CKA Certification Course - Certified Kubernetes Administrator

Application Lifecycle Management

2025 Updates Horizontal Pod Autoscaler HPA

In this article, we explore the Horizontal Pod Autoscaler (HPA) in Kubernetes. HPA is a key feature that automates scaling of workloads based on resource usage, reducing the manual monitoring overhead for administrators.

Manual Horizontal Scaling

Imagine you are managing a Kubernetes cluster and need to ensure your application can handle traffic spikes. Consider an application where each pod requests 250 millicores (mCPU) and has a limit of 500 mCPU. Even under heavy load, a single pod will never exceed 500 mCPU.

To monitor the pod’s resource consumption manually, you might run:

$ kubectl top pod my-app-pod
NAME         CPU(cores)   MEMORY(bytes)
my-app-pod   450m         350Mi

When resource usage reaches a predefined threshold (e.g., 450 mCPU), you must manually scale the deployment:

$ kubectl scale deployment my-app --replicas=3

Below is a sample deployment configuration for this scenario:

apiVersion: apps/v1
kind: Deployment
metadata:
  name: my-app
spec:
  replicas: 1
  selector:
    matchLabels:
      app: my-app
  template:
    metadata:
      labels:
        app: my-app
    spec:
      containers:
      - name: my-app
        image: nginx
        resources:
          requests:
            cpu: "250m"
          limits:
            cpu: "500m"

Note

Manually scaling pods requires continuous monitoring, which can be resource-intensive and error-prone during traffic surges.

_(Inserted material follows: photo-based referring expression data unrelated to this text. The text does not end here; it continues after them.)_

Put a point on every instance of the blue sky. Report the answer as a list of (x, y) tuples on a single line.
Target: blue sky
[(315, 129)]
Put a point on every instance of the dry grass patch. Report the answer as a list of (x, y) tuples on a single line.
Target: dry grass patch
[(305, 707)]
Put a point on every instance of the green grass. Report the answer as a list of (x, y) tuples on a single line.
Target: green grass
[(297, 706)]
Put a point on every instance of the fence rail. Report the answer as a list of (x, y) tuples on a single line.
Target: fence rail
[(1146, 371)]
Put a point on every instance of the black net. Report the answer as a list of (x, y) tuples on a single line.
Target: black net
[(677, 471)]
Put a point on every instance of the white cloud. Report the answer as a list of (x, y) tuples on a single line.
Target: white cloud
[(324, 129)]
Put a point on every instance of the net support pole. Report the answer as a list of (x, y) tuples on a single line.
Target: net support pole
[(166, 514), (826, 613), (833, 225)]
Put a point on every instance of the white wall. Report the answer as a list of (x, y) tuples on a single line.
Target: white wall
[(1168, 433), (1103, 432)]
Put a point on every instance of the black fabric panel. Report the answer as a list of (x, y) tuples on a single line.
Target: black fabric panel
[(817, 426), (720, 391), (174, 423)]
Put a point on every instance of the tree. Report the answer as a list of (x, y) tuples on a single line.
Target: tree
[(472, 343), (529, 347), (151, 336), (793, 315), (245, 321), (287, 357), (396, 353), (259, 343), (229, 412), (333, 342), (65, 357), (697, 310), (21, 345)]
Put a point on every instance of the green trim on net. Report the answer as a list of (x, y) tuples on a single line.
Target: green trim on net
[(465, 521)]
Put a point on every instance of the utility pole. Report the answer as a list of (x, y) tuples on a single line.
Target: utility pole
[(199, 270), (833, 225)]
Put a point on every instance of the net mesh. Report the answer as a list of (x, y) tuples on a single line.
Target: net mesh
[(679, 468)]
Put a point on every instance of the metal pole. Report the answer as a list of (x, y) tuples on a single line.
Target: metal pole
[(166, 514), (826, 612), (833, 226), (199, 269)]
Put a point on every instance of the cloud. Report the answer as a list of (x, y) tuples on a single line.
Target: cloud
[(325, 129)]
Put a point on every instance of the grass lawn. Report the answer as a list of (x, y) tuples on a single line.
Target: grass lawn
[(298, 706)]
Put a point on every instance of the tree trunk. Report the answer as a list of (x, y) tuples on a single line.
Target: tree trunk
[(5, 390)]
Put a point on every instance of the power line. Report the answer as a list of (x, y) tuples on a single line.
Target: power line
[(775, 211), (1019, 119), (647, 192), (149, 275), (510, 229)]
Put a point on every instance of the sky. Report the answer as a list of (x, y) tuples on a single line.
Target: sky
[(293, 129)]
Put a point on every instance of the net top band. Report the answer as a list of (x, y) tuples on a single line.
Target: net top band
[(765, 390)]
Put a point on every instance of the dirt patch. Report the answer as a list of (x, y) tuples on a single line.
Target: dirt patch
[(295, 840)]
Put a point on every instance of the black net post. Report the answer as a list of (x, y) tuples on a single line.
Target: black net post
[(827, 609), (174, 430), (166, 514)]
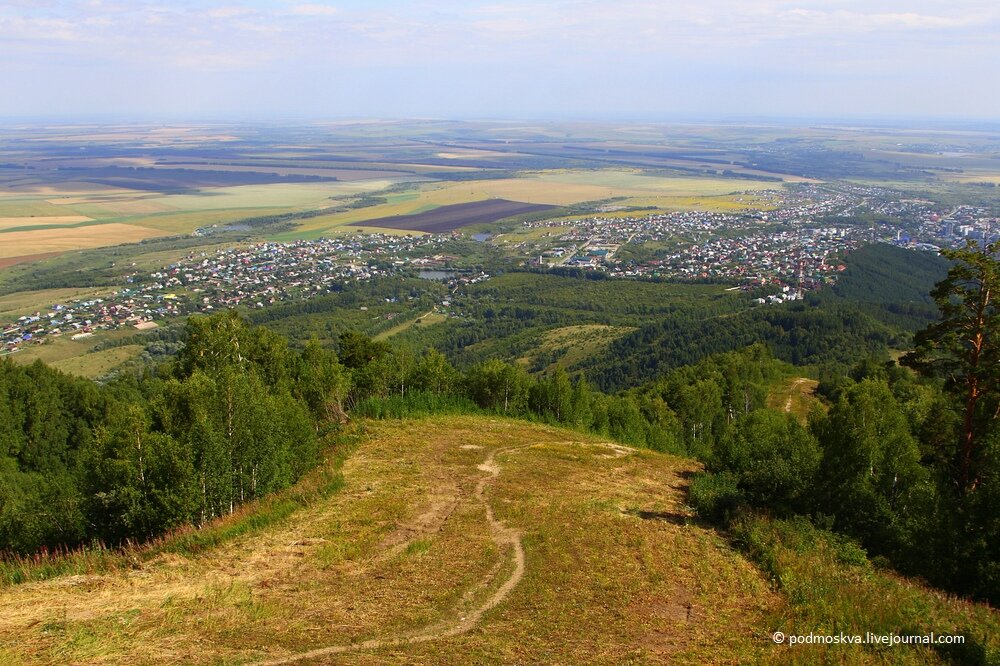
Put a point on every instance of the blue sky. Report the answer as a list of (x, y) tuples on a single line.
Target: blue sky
[(560, 59)]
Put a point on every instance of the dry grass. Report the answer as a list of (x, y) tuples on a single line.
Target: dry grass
[(574, 344), (11, 222), (19, 243), (614, 572), (796, 396), (97, 364), (426, 319), (560, 187)]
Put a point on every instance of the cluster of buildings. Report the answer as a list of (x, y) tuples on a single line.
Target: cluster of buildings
[(794, 240), (250, 276)]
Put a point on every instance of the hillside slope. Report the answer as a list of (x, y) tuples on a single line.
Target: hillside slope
[(482, 540), (454, 539)]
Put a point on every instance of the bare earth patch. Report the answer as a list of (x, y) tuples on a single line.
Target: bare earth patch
[(455, 540)]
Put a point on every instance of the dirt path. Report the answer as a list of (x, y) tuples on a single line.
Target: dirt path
[(503, 536), (795, 387)]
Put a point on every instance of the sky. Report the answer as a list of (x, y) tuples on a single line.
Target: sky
[(551, 59)]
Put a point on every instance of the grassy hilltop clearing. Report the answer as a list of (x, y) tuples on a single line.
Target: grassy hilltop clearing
[(474, 539)]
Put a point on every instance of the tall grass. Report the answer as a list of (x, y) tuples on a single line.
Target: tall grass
[(415, 404), (832, 587), (249, 518)]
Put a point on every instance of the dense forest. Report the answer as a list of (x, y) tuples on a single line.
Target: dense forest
[(903, 458)]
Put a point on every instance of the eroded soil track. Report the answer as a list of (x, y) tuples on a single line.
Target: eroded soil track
[(454, 540)]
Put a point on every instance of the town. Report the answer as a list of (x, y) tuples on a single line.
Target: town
[(795, 244)]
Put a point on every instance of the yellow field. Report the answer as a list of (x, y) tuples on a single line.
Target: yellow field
[(426, 319), (11, 222), (559, 188), (796, 396), (573, 344), (17, 243), (299, 196), (97, 364)]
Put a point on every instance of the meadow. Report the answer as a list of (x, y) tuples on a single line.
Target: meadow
[(489, 538)]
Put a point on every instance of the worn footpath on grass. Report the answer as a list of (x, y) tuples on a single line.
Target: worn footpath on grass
[(455, 539)]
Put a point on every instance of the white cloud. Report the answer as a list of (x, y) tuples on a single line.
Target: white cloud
[(312, 9)]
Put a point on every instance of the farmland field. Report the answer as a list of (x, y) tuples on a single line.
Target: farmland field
[(26, 302), (449, 218), (18, 243)]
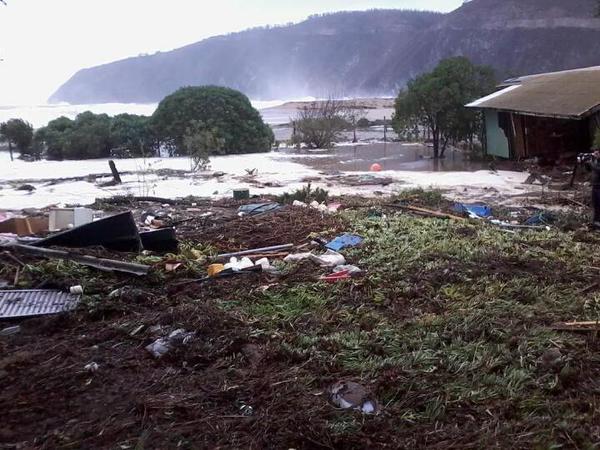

Automated Scaling with Horizontal Pod Autoscaler

Kubernetes simplifies scaling with the Horizontal Pod Autoscaler. HPA monitors resource metrics—including CPU, memory, and custom metrics—using the metrics server. When usage exceeds a defined threshold, it automatically adjusts the number of pod replicas in deployments, stateful sets, or replica sets.

When CPU or memory usage is high, HPA scales up the number of pods; when usage drops, it scales them down to conserve system resources. HPA can even track multiple metrics concurrently.

The image illustrates the functions of a Horizontal Pod Autoscaler (HPA), including observing metrics, adding pods, balancing thresholds, and tracking multiple metrics.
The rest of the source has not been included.